What are you guys doing for training/exercise? Now is the prime time to start teaching manners and impulse control.


----------



## middleofnowhere (Dec 20, 2000)

My first thought was to recommend putting the kids up. But the other people are right - put the puppy up or put the puppy on a line & take him upstairs. (yeah, I have a puppy, I know how this works...)


----------



## Danny G (Feb 22, 2014)

For exercise I walk him or jog him around the block and we have him chasing toys and balls in the house.



LoveEcho said:


> It sounds like boredom and attention-seeking behavior. Puppies lack impulse control, there's nothing going on up there keeping them from going, "mom's gone so maybe they'll play with me! Hey, hey, hey pay attention to me!" They tend to ask for attention with their mouths. It's not a stress response, but one of an excited puppy who lacks other outlets.
> 
> What are you guys doing for training/exercise? Now is the prime time to start teaching manners and impulse control.


----------



## Danny G (Feb 22, 2014)

Sometimes she literally goes upstairs for minutes and the dog will hard nip the kids feet or toes. The dog's crate is upstairs for potty training at night but we gated the upstairs off during the day so we can have a constant eye on him. He also has peed on the upstairs carpeted bedrooms. 




middleofnowhere said:


> My first thought was to recommend putting the kids up.

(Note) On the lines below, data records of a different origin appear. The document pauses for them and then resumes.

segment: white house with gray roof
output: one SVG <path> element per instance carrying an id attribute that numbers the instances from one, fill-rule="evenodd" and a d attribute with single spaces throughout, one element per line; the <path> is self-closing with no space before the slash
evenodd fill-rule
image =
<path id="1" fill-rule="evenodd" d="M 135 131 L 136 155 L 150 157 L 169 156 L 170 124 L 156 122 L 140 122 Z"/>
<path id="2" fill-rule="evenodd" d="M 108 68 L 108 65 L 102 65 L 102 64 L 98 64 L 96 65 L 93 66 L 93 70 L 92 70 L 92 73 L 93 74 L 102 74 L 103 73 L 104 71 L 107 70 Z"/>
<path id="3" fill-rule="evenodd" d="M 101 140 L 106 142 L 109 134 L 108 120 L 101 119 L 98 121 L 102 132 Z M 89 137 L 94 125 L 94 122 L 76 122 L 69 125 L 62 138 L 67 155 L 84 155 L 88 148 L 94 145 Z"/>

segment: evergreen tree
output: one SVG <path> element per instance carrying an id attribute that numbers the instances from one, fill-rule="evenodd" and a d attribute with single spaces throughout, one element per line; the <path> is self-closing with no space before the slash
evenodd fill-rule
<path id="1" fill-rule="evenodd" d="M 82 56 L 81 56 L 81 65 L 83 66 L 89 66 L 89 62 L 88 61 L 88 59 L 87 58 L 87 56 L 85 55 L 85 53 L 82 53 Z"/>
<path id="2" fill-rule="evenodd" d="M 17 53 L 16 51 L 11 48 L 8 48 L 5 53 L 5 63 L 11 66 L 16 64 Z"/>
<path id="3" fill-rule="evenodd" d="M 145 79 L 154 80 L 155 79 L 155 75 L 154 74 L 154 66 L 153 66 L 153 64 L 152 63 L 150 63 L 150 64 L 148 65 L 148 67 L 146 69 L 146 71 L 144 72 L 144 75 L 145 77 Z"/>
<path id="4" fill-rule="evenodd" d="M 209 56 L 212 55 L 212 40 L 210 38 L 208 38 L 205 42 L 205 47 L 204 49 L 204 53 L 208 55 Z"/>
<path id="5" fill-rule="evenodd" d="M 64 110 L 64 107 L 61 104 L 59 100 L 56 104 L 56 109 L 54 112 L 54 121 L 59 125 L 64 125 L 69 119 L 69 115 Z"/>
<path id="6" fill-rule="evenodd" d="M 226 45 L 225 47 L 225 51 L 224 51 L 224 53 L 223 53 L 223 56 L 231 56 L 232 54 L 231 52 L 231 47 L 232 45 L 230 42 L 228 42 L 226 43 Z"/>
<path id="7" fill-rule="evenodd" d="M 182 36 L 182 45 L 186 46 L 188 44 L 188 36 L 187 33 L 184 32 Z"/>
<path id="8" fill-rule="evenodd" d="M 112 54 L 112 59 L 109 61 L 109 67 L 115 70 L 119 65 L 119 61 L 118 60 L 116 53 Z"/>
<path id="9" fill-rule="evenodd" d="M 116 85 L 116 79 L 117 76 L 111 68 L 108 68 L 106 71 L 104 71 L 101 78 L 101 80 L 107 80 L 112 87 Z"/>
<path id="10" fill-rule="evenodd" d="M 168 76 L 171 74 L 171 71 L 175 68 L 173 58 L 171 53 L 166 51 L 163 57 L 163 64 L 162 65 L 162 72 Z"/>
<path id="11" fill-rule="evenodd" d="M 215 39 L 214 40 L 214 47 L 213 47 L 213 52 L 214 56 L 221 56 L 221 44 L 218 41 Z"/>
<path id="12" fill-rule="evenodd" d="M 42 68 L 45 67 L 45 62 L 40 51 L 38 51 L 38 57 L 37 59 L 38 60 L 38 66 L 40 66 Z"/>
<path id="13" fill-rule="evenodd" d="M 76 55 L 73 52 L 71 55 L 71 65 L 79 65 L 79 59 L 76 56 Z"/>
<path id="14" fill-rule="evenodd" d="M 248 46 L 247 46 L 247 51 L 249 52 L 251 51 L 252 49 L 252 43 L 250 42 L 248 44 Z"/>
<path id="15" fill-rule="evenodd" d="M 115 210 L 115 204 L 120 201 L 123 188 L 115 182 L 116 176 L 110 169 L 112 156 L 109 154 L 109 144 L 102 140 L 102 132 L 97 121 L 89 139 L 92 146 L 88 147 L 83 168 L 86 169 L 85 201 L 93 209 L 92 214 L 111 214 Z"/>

But the other people are right - put the puppy up or put the puppy on a line & take him upstairs. (yeah, I have a puppy, I know how this works...)


----------



## Courtney (Feb 12, 2010)

mspiker03 said:


> I would crate the puppy when your wife is unable to supervise him. We have a crate upstairs and downstairs which made things easy when paisley was young.
> 
> 
> Sent from Petguide.com Free App


Agreed - crate when not supervised by the adult. I don't see this as separation anxiety at all - normal pup behavior.

The pup sees the kids as play things - loads of fun. Kids typically have their arms & legs waving in the air - high pitched screams. Very appealing to the pup & tried to engage in play using his mouth - he doesn't have a soft mouth yet. Teach the kids how to interact with the dog. Hopefully training has begun with the pup. At 14 weeks mine was a wild thing


----------



## Gretchen (Jan 20, 2011)

Have toys everywhere that can be quickly stuffed into your pup's mouth. Makes for a messy home, but you don't want your kids teachers thinking they're getting abused at home.

Maybe your wife can give you and your kids a verbal warning that she's going upstairs or away from the pup so you can get ready for the landshark.


----------



## Cassidy's Mom (Mar 30, 2003)

mspiker03 said:


> I would crate the puppy when your wife is unable to supervise him. We have a crate upstairs and downstairs which made things easy when paisley was young.
> 
> 
> Sent from Petguide.com Free App


Absolutely. Teething and nipping are two different things. When his adult teeth starting coming in, (usually happens in the 4-6 month old range), his mouth may be painful, but that shouldn't cause him to bite more. 

Nipping can be out of frustration, or he's being playful and doesn't understand that human skin is delicate, and he hasn't been taught bite inhibition, or a combination of both. Dominance has nothing to do with it - biting is normal puppy behavior, that's how he played with his littermates. It's up to us to teach them that biting hurts, and to train them how to use their mouths appropriately.

Also, he probably doesn't have separation anxiety. Our dogs prefer to be with us when we're home, but are perfectly fine being left behind when we have to go somewhere.


----------



## LoveEcho (Mar 4, 2011)

Danny G said:


> For exercise I walk him or jog him around the block and we have him chasing toys and balls in the house.


So what about training? 

Try getting a second crate for downstairs, and crate when you can't supervise 110%.


Sent from Petguide.com Free App


----------



## nktigger99 (Aug 22, 2006)

Maybe a puppy playpen....you can get an xpen or use a plastic kiddo pen....that is what I will be using in the living room for our pup if I am not right there....I have small kids so can't take any chances. 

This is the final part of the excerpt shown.